Adding client assertion claims

[trwalke]

Fix for #231
This pull request adds support for specifying client assertion claims in the MicrosoftEntraApplicationOptions class, enabling scenarios where custom claims are needed for client authentication via signed JWTs. The changes ensure that these claims are properly handled during object cloning and are exposed in the public API surface across all target frameworks.

MicrosoftEntraApplicationOptions enhancements:

• Added a new property ClientAssertionClaims of type IDictionary<string, string>? to MicrosoftEntraApplicationOptions, allowing users to set custom claims for client assertions. This property includes XML documentation explaining its purpose and usage.
• Updated the copy constructor of MicrosoftEntraApplicationOptions to ensure that ClientAssertionClaims is copied when cloning an instance.

Public API updates:

• Registered the new ClientAssertionClaims property in the public API files for all supported frameworks, making it available to consumers.

Testing improvements:

• Extended the CloneClonesAllProperties unit test to verify that ClientAssertionClaims is correctly cloned and preserved in downstream API options. [1] [2]# {PR title}

• You've read the Contributor Guide and Code of Conduct.
• You've included unit or integration tests for your change, where applicable.
• You've included inline docs for your change, where applicable.
• There's an open issue for the PR that you are making. If you'd like to propose a new feature or change, please open an issue to discuss the change or find an existing issue.

Summary of the changes (Less than 80 chars)

Description

{Detail}

Fixes #{bug number} (in this specific format)

[jmprieur]

Some of the tests are incorrect (probably testing a previous attempt)
Aside

There can be cases where the claims in the signed assertion is per request, right @bgavrilMS ? For instance the Fmi path in the case of Agent identies?

What is the scenario for the signed assertions on the app? is it for Ip address etc ?

[trwalke]

Some of the tests are incorrect (probably testing a previous attempt) Aside

There can be cases where the claims in the signed assertion is per request, right @bgavrilMS ? For instance the Fmi path in the case of Agent identies?

What is the scenario for the signed assertions on the app? is it for Ip address etc ?

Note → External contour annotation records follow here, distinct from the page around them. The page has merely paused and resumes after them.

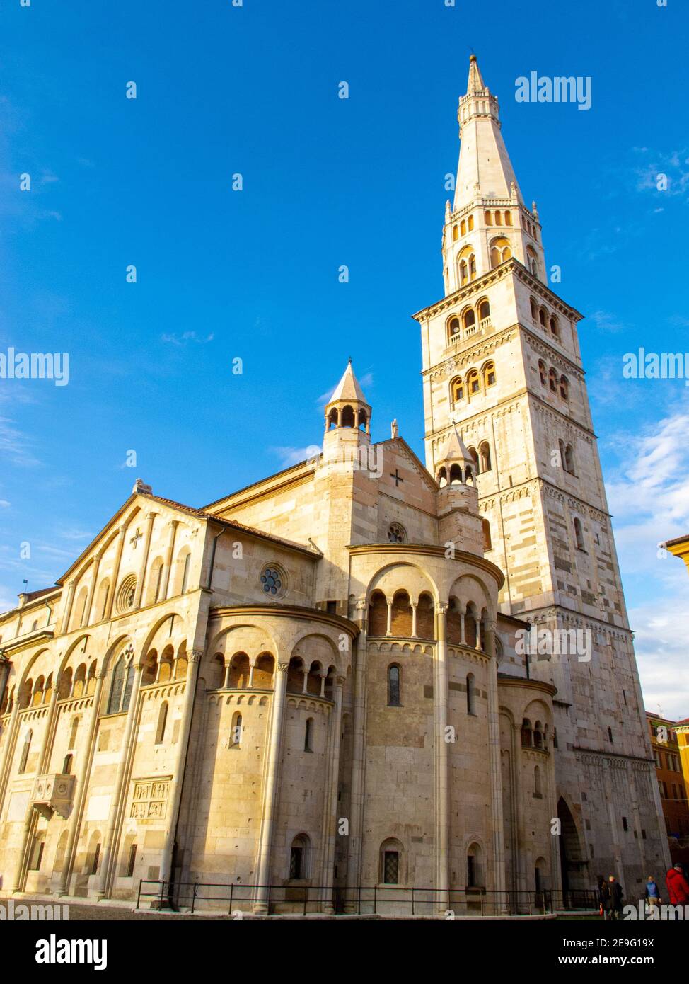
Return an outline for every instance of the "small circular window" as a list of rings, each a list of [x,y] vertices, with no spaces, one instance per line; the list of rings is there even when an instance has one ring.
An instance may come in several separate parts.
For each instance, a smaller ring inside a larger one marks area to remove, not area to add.
[[[126,612],[134,607],[134,599],[137,596],[137,579],[133,574],[128,575],[120,584],[117,592],[116,608],[118,612]]]
[[[266,565],[260,572],[260,588],[269,598],[281,598],[287,591],[287,576],[277,564]]]
[[[400,523],[391,523],[387,527],[388,543],[406,543],[407,530]]]

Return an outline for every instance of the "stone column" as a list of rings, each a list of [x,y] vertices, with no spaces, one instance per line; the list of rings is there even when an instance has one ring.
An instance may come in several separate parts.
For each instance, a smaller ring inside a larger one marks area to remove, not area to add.
[[[272,850],[272,835],[277,814],[278,784],[280,778],[280,761],[282,758],[282,729],[284,724],[285,692],[287,690],[287,671],[289,663],[277,664],[275,690],[273,693],[272,711],[270,714],[270,745],[268,747],[268,762],[265,773],[265,797],[263,801],[263,823],[260,831],[260,847],[257,865],[258,889],[254,904],[254,911],[266,913],[268,911],[267,897],[270,879],[270,853]]]
[[[62,612],[62,621],[60,622],[60,635],[66,636],[70,631],[70,619],[72,618],[72,604],[74,602],[74,591],[77,586],[76,581],[71,581],[67,585],[67,598],[65,599],[65,607]]]
[[[479,623],[477,623],[477,633]],[[492,821],[493,888],[505,891],[505,832],[502,816],[502,766],[500,759],[500,717],[497,698],[497,658],[495,656],[495,623],[487,620],[485,651],[488,662],[488,763],[490,767],[490,817]],[[502,912],[507,911],[507,896],[500,901]]]
[[[169,882],[172,872],[172,854],[175,846],[175,833],[177,832],[177,818],[180,812],[180,802],[182,797],[182,783],[184,780],[184,768],[187,763],[187,749],[189,747],[189,736],[192,730],[192,714],[194,713],[194,700],[197,693],[197,680],[199,679],[199,668],[201,666],[201,649],[188,649],[187,659],[189,669],[184,691],[184,704],[182,706],[182,719],[180,721],[179,740],[177,742],[177,754],[175,756],[175,769],[172,774],[172,781],[167,797],[167,823],[165,824],[165,838],[163,841],[162,854],[160,855],[160,882]],[[164,888],[164,887],[163,887]]]
[[[0,804],[3,803],[5,798],[5,790],[7,789],[7,780],[10,777],[10,771],[12,769],[12,759],[15,754],[15,747],[17,745],[17,733],[19,731],[19,711],[20,711],[20,687],[19,683],[15,684],[15,703],[12,707],[12,713],[10,714],[10,723],[7,725],[7,741],[5,743],[5,753],[2,759],[2,768],[0,768]]]
[[[526,890],[526,883],[524,880],[524,838],[522,836],[524,830],[524,792],[523,792],[523,772],[524,765],[522,762],[522,724],[521,721],[515,721],[514,727],[512,729],[513,733],[513,764],[514,764],[514,826],[516,828],[514,831],[514,844],[515,844],[515,858],[514,858],[514,881],[517,889],[517,892],[522,892]],[[518,902],[520,895],[517,894],[516,901]]]
[[[115,556],[115,566],[112,569],[112,581],[110,583],[110,587],[108,589],[108,598],[105,604],[106,620],[109,620],[112,616],[112,606],[115,603],[115,592],[117,591],[117,583],[120,580],[120,564],[122,563],[122,551],[124,550],[126,535],[127,535],[127,524],[123,523],[123,525],[120,526],[120,532],[117,538],[117,554]]]
[[[356,887],[361,884],[364,839],[364,785],[366,773],[366,661],[367,661],[366,598],[357,600],[355,614],[359,635],[354,643],[354,695],[352,714],[352,794],[349,818],[349,853],[347,858],[347,900],[345,911],[355,911]]]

I am not familiar with Fmi path in the case of Agent identies Does this use MSAL's WithClientClaims? or the standard WithClaims(). MSAL's WithClientClaims() only gets set at the app level along with the certificate they will be used with.

@jmprieur @bgavrilMS @MZOLN

[bgavrilMS]

@trwalke - let's please pause this for a few days. We don't need to ship this the December release of our SDKs.

[bgavrilMS]

Some of the tests are incorrect (probably testing a previous attempt) Aside

There can be cases where the claims in the signed assertion is per request, right @bgavrilMS ? For instance the Fmi path in the case of Agent identies?

What is the scenario for the signed assertions on the app? is it for Ip address etc ?

The scenario is for sending some custom information from client to eSTS when using a Certificate as a credential. Agentic flows do use federated credentials, so they are not affected.